Wir wissen, daß es eine Flucht ist, die den 37jährigen Johann Wolfgang Goethe
der kleinen Residenzstadt Weimar für anderthalb Jahre den Rücken kehren
läßt, ein gewaltsames Losreißen von der höfischen Gebundenheit, ehe er im
Dunst der Unproduktivität gänzlich zu versinken droht. Er will die
Schaffenskrise überwinden, in die er der profanen Regierungsgeschäfte und der
Provinzialität der Verhältnisse wegen geraten ist, will einen neuen Ansatz
finden, um seinen Lebensplan zu erfüllen. Heimlich - einzig sein Diener und
Freund Philipp Seidel ist eingeweiht - verläßt er am 3. September 1786
Karlsbad, wo er zur Kur weilt, und jagt mit schnellen Postpferden über den
Brenner Italien entgegen. Vom Herzog hatte er sich vorsorglich für längere
Zeit Urlaub erbeten. Und in der Tat ganz wie ein Flüchtender reist er unter
fremdem Namen (Philipp Möller) und sendet lange keine Zeile nach Hause.

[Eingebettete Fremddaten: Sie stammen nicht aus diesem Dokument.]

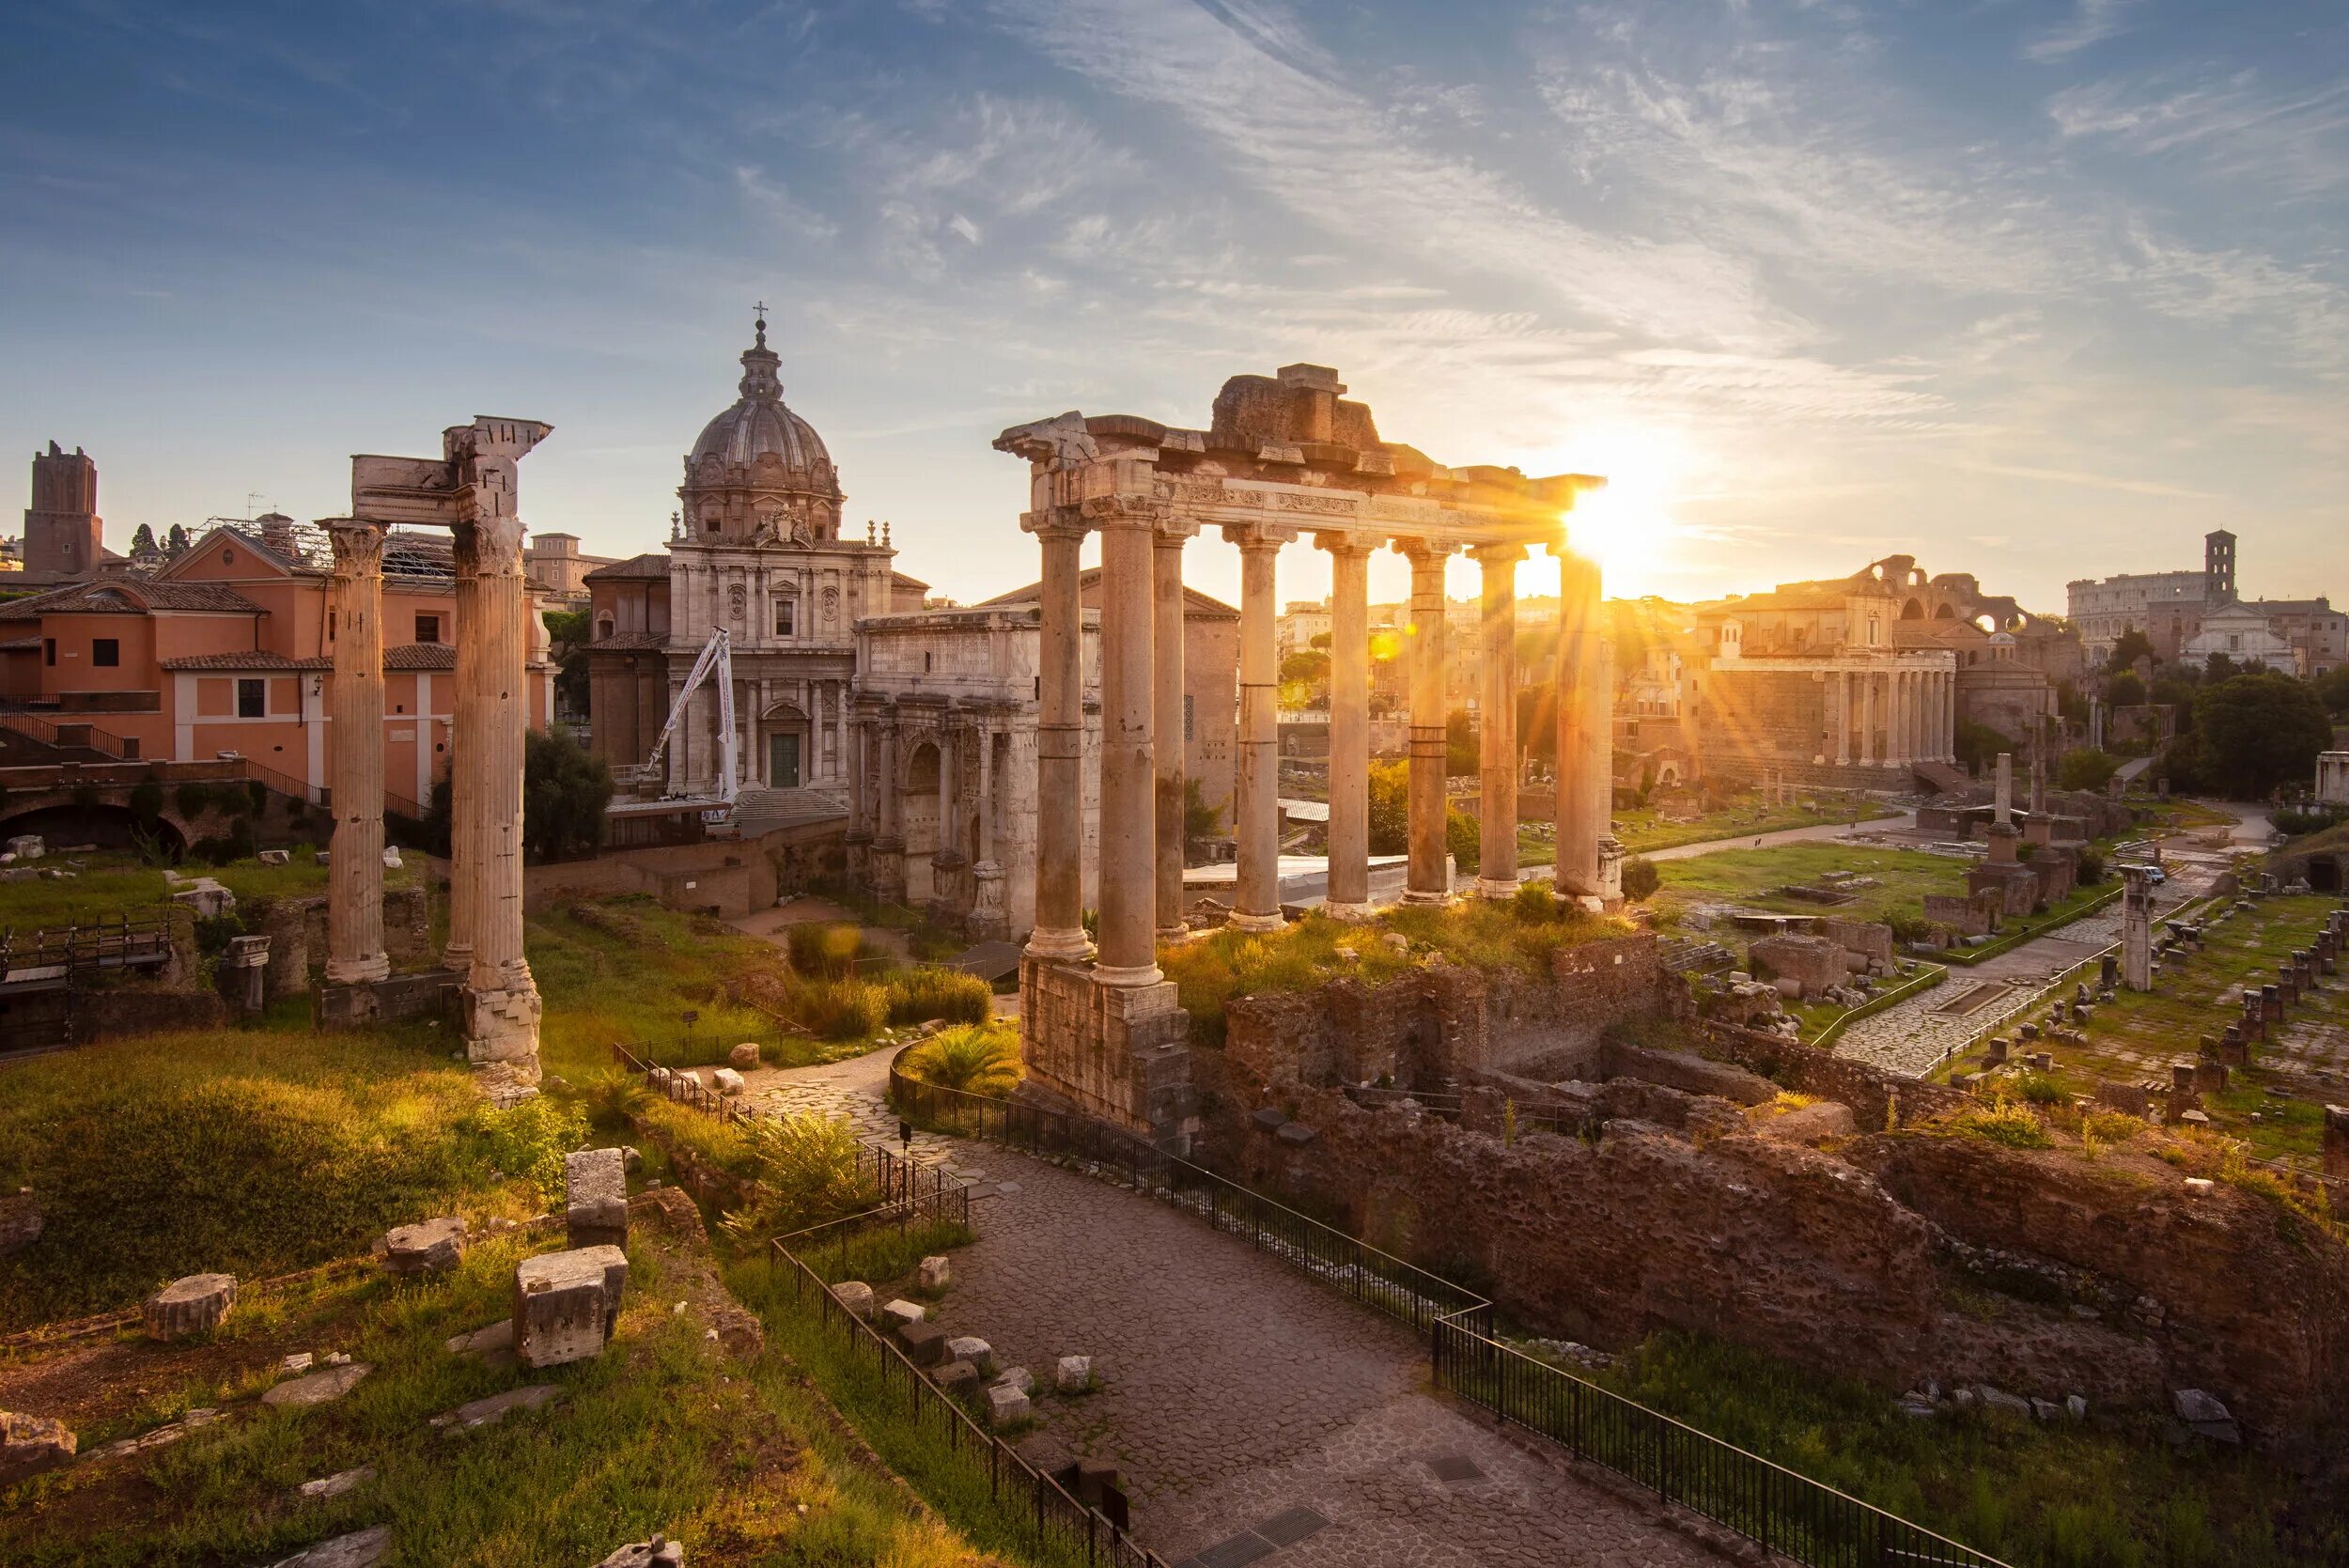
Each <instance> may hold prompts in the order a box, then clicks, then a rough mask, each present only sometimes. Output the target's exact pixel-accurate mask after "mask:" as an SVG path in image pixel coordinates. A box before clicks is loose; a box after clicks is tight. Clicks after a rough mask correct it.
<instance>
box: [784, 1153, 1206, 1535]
mask: <svg viewBox="0 0 2349 1568" xmlns="http://www.w3.org/2000/svg"><path fill="white" fill-rule="evenodd" d="M881 1153H886V1150H881ZM968 1195H970V1190H968V1188H956V1190H951V1192H947V1195H944V1197H947V1199H954V1197H961V1199H963V1202H961V1216H958V1218H961V1223H965V1225H968V1223H970V1199H968ZM916 1216H918V1218H935V1221H949V1223H951V1221H954V1218H956V1214H954V1209H951V1207H949V1204H944V1202H940V1199H937V1197H935V1195H930V1192H918V1195H914V1197H911V1199H907V1202H897V1204H883V1207H881V1209H874V1211H869V1214H853V1216H848V1218H843V1221H834V1223H829V1225H817V1228H813V1230H801V1232H794V1235H787V1237H775V1239H773V1242H768V1268H770V1270H775V1272H780V1275H782V1277H785V1279H789V1284H792V1300H794V1305H799V1310H803V1312H806V1310H808V1307H810V1305H813V1307H815V1317H817V1324H820V1326H822V1329H824V1331H827V1333H832V1336H834V1340H836V1343H839V1345H843V1347H846V1350H848V1354H850V1357H853V1359H857V1361H864V1364H867V1366H871V1368H874V1371H876V1373H879V1376H881V1383H883V1387H888V1390H890V1392H893V1394H900V1392H902V1397H904V1408H907V1415H909V1418H911V1420H914V1425H916V1427H923V1430H928V1432H937V1434H940V1437H942V1439H944V1453H947V1462H951V1465H954V1467H958V1469H961V1472H963V1476H965V1479H968V1481H970V1483H977V1481H980V1476H984V1481H987V1495H989V1498H991V1500H994V1502H996V1505H998V1509H1001V1512H1003V1514H1005V1516H1008V1519H1015V1521H1019V1523H1022V1526H1024V1533H1027V1535H1029V1540H1031V1545H1034V1547H1036V1552H1038V1554H1041V1556H1050V1559H1064V1561H1071V1563H1073V1561H1083V1563H1088V1566H1095V1563H1102V1566H1109V1568H1165V1559H1163V1556H1158V1554H1156V1552H1149V1549H1146V1547H1142V1545H1139V1542H1135V1537H1132V1535H1128V1533H1125V1530H1123V1528H1118V1526H1116V1523H1111V1519H1109V1514H1104V1512H1102V1509H1097V1507H1088V1505H1085V1502H1078V1498H1076V1495H1073V1493H1069V1488H1064V1486H1062V1483H1059V1481H1055V1479H1052V1476H1050V1474H1045V1472H1041V1469H1036V1467H1034V1465H1029V1462H1027V1460H1024V1458H1022V1455H1019V1451H1017V1448H1012V1446H1010V1444H1005V1441H1003V1439H998V1437H996V1434H994V1432H989V1430H987V1427H982V1425H980V1422H977V1420H972V1418H970V1413H968V1411H965V1408H963V1406H958V1404H956V1401H954V1399H951V1397H947V1394H944V1392H940V1387H937V1385H935V1383H930V1378H928V1376H923V1371H921V1368H918V1366H914V1361H911V1359H907V1354H904V1352H902V1350H900V1347H897V1345H893V1343H890V1340H888V1338H886V1336H883V1333H879V1331H876V1329H874V1326H871V1324H867V1322H864V1319H862V1317H857V1314H855V1312H850V1310H848V1307H843V1305H841V1298H839V1296H834V1293H832V1286H829V1284H827V1282H824V1277H822V1275H817V1272H815V1270H813V1268H810V1265H808V1261H806V1258H808V1256H822V1253H824V1249H829V1246H834V1235H836V1237H839V1242H836V1244H839V1246H841V1249H846V1246H848V1242H850V1239H853V1237H855V1235H862V1232H869V1230H871V1228H874V1225H881V1223H897V1225H900V1228H902V1225H907V1223H909V1218H916Z"/></svg>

Charlotte von Stein wird ihm das nie verzeihen können. Am Gardasee erlebt er
zehn Tage nach seiner hastigen Abreise in der warmen italienischen Luft und in
der Helle des Südens, wie er schreibt, eine "Wiedergeburt". In
Verona, Vicenza und Venedig legt Goethe längere Aufenthalte ein, bevor es
eilends dem eigentlichen Ziel seiner Sehnsucht zugeht: Rom. In der "Ewigen
Stadt", der Hauptstadt der Antike, dem Zentrum der Renaissance soll sein
Leben Anregungen erhalten für einen tiefen und umfassenden geistigen und
seelischen Neubeginn. Am 29. Oktober 1786 trifft er dort ein und teilt daheim
seine Ankunft mit. Er bleibt in Italien bis Ende Mai 1788 und kehrt, seinen
Worten nach, als "neuer Mensch" zurück.
Immer wenn ich mich auf die Beschreibung dieser Reise einlasse, mache ich sie im
Geiste gleichsam mit, denn ich kann mich, lesend, der Luft nicht entziehen, die
er atmete, und ich wünschte, ich könnte tatsächlich einmal seinen Fußstapfen
folgen, wenn auch das heutige Italien freilich ein ganz anderes geworden ist.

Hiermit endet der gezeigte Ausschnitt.